The treatment of secondary amyloidosis with cardiac involvement starts with the treatment of the underlying inflammatory or neoplastic process and usually carries a poor prognosis. The pharmacological therapy for familial amyloidosis is limited, given the production of abnormal protein, Transthyretin, by the liver. So, liver transplantation remains the most effective therapeutic option. Non-Steroidal Anti-Inflammatory Drugs are thought to be effective in vitro, stabilizing the native protein and preventing the deposition of transthyretin amyloid fibrils [10]. Senile cardiac amyloidosis treatment is similar to that of congestive heart failure, and prognosis is usually favorable.

Solid Organ Transplantation

Heart transplantation remains a controversial option because of the systemic involvement and the potential recurrence of graft amyloidosis [9, 10].
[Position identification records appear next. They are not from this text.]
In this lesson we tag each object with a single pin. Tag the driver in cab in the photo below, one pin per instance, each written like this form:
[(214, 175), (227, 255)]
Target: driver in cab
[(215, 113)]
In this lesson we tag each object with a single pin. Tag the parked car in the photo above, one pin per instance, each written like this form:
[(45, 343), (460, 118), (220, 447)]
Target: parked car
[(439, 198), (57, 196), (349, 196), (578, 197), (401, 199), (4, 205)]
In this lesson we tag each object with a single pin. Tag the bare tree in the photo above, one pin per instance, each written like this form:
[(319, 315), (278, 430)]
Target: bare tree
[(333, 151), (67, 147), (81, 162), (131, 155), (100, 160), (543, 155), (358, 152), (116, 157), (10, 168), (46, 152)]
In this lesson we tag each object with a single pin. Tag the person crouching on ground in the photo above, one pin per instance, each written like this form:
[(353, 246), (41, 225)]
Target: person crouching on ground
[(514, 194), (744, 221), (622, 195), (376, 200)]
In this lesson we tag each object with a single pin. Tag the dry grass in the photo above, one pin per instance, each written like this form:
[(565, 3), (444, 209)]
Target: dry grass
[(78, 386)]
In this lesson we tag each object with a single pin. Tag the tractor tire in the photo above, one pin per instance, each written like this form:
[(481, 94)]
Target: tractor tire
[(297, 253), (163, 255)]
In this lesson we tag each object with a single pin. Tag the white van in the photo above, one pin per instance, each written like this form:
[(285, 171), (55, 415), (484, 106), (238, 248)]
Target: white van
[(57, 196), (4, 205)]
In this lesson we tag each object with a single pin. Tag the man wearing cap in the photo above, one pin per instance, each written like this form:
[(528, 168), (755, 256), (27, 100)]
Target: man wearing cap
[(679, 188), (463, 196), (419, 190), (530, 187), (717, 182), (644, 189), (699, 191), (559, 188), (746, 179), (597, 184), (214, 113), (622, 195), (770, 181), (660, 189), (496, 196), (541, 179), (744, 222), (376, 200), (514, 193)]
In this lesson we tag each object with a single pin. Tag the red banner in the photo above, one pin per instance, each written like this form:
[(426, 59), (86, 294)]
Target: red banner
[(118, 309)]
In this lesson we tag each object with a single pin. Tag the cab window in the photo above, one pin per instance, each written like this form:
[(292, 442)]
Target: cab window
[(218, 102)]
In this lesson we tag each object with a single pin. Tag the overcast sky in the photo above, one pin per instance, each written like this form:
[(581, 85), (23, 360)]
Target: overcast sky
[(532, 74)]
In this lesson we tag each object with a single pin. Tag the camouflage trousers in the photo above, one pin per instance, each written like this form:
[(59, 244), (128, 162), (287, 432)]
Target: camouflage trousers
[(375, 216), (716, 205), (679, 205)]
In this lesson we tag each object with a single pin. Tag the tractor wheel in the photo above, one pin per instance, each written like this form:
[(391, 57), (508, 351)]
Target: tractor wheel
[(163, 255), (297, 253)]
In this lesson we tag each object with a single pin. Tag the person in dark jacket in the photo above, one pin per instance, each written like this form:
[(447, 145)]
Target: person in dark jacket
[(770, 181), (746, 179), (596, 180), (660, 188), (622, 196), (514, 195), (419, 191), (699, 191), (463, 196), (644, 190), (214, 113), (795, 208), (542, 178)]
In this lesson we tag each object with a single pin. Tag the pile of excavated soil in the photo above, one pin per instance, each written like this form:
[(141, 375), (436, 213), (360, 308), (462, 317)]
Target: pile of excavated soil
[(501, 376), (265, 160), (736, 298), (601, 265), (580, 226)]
In primary amyloidosis, heart transplantation is only a palliative procedure and consequent supportive chemotherapy should be considered [10]. Long-term prognosis is poor (39% survival at 4 years in one study and 30% at 5 years in another, even with adjuvant chemotherapy [4, 9, 10]. Sequential heart and autologous stem cell transplantation for primary amyloidosis has been reported [10]. Liver transplantation remains the most effective therapy for hereditary amyloidosis, by removing mutant TTR proteins.

Stem Cell Transplantation

Stem cell transplantation is used exclusively for primary amyloidosis. High-dose melphalan followed by ASCT is currently considered the most effective therapy for AL patients. The number of the potential candidates for this combined therapy is usually limited by the strict indications in patients with clinically limited cardiac amyloidosis, representing only 5% of cases [10, 20]. This combination is thought to have a significant survival advantage over oral melphalan plus prednisone [11] with a 67% complete hematologic response and a 27% complete organ response in a series of 15 patients with an overall survival rate was 75% [10]. This applies mainly to highly-selected low-risk candidates (age <65 years, normal NT-proBNP and cardiac troponins, glomerular filtration rate > 50 mL/min), given the high treatment-related mortality, particularly in patients with heart failure and multi-organ involvement [11]. Some experts proposed criteria for candidates for stem cell transplantation. These include, age < 80 years, compensated congestive heart failure with ejection fraction > 40%, absence of pleural effusions, systolic blood pressure >90 mm Hg, and O2 saturation > 95% [4, 10]. This treatment modality results in a wide spectrum of complications ranging from pneumonia, arrhythmias, gastrointestinal bleeding, thromboembolic events, and renal failure to multiorgan failure [10].

The Role of Bortezomib

Bortezomib is a selective inhibitor of the 26S proteasome, a protein complex involved in the regulation of degradation of aberrant proteins as well as for the regulation of other proteins involved in the regulation of apoptosis, and cell-cycle progression. In an amyloidogenic plasma cell the overproduction of misfolded light chains causes a proteotoxic stress and other metabolic and red-ox imbalances, manifested mainly in the endoplasmic reticulum (ER). Therefore, the inhibition of the proteasome by bortezomib and blocking NF-κB activation exaggerates Enoplasmic reticulum stress and promotes apoptosis. Kastritis et al. [31], reported 18 cases of AL amyloidosis, among them seven patients who failed other therapies, were treated with the combination of bortezomib and dexamethasone (BD). This study showed a response rate of 94%, a hematological complete remission rate of 44% CR and organ response of 28%. The response time was o short with a median 0.9 months (range, 0.7-1.5) when compared to the 3.5 to 6 months with other effective treatments. The durability of the response to Bortezomib as well as the possible long-term side effects and toxicities were not well established, given the short follow-up of living patients (median of 11.2 months). However, a major advantage remains in the significantly shorter response time compared with those observed in other more aggressive and toxic therapies like ASCT where they can be delayed up to 36 months. Further clinical trials with long-term follow-up are needed in order to investigate and validate the use of Bortezomib in AL amyloidosis.